Decorrência também do golpe foi a atuação dos STRs como agente assistencialista e não com um engajamento mais prático em relação à reforma agrária do país. Correlatamente, nas décadas de 1960 e 1970, o país vivencia a modernização da agricultura e a promulgação do Estatuto do Trabalhador Rural, já mencionado, que, aliado à nova tecnologia incrementada à agricultura, provoca uma sazonalidade no setor rural, refletindo nos trabalhadores rurais, que se vêem afastados, forçadamente, do sindicalismo da época.

Em 1979 acontece o III Congresso da CONTAG, em que esta se propõe a acompanhar a luta pela reforma agrária e pelos melhores salários no meio rural; contudo, novamente a CONTAG não usa de instrumentos efetivos destinados a alcançar seu objetivo.

A FETAEMG, ao voltar deste congresso, também modificou sua postura de atuação no Estado de Minas Gerais, principalmente por meio da descentralização política, com a criação de delegacias e pólos regionais.

Ferreira Neto e Doula (2003, p. 23), ao analisarem a luta pela terra em Minas Gerais, asseveram que:

Até meados da década de 80, a luta pela terra em Minas Gerais, apesar de estar oficialmente presente na agenda de lutas da Federação dos Trabalhadores na Agricultura, era, na verdade, produto de uma articulação entre as ações e as demandas da base sindical, um enorme contingente de trabalhadores rurais sem terra e, ironicamente, sem trabalho, e a intervenção pessoal de determinadas lideranças que, estrategicamente, ocupavam certos espaços na estrutura do MSTR e de outras vinculadas à Comissão Pastoral da Terra, e a partir de ações pontuais de alguns Sindicatos de Trabalhadores Rurais, organizavam e conduziam a luta pela terra no estado.

Consideração importante a ser feita se refere ao fato de que, logo após o Golpe Militar, as manifestações populares, bem como o movimento dos trabalhadores rurais, foram cerceados, sendo algumas organizações de

trabalhadores rurais perseguidas (MEDEIROS, 2004), situação que também aconteceu em outros sindicatos de classes diferentes.
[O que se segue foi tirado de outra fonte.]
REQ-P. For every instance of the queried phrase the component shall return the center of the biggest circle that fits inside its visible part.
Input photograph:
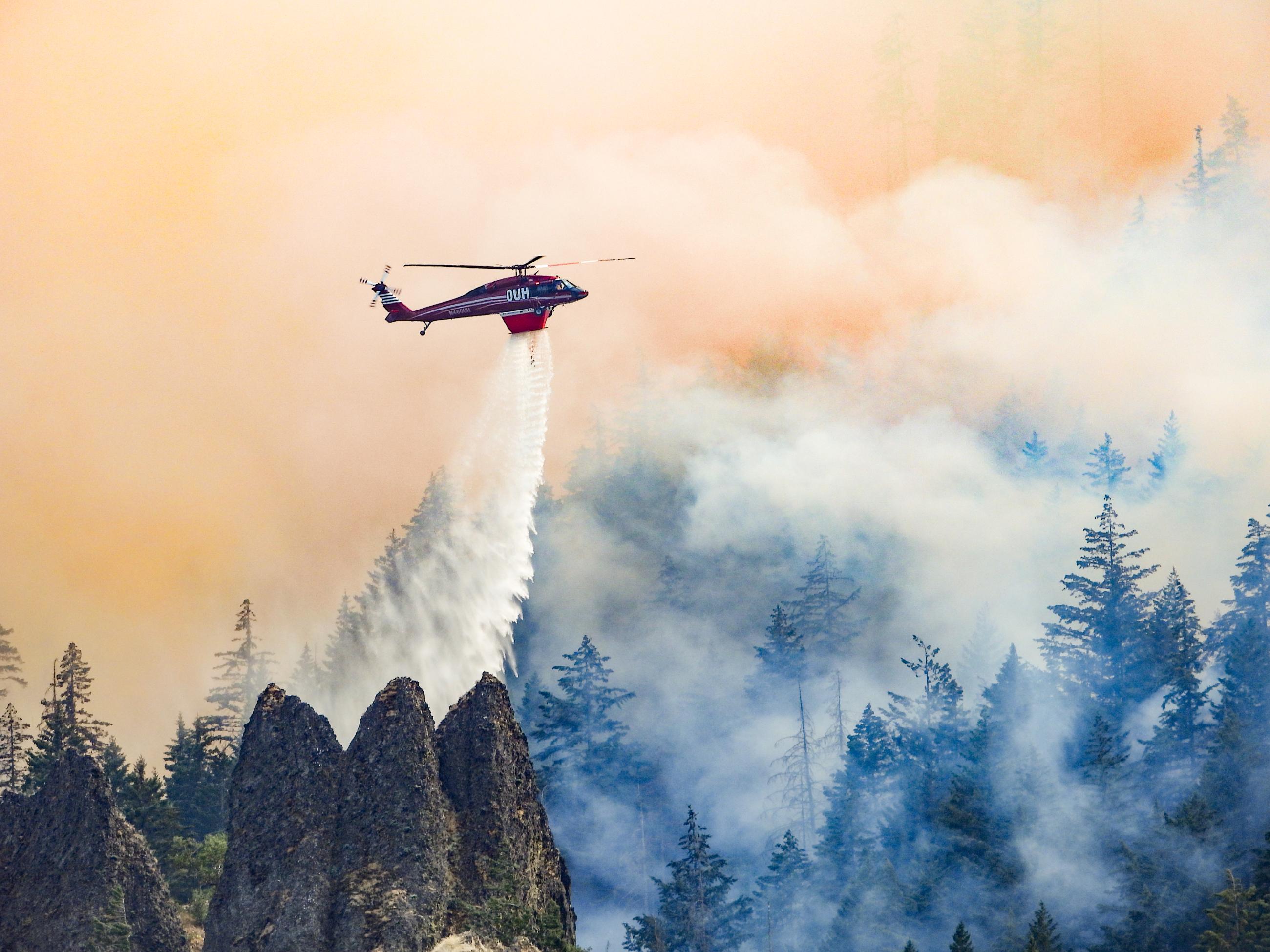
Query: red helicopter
(525, 301)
A finalidade dessa atitude perpetrada pelos militares, no caso específico dos trabalhadores rurais, era a de silenciar as reivindicações pela reforma agrária.

Ainda hoje os sindicatos tomam frente das reivindicações pela terra, existindo no Estado cerca de 20 movimentos, entre eles alguns sindicatos de trabalhadores rurais, estando a CONTAG, por assim dizer, afastada da frente de batalha.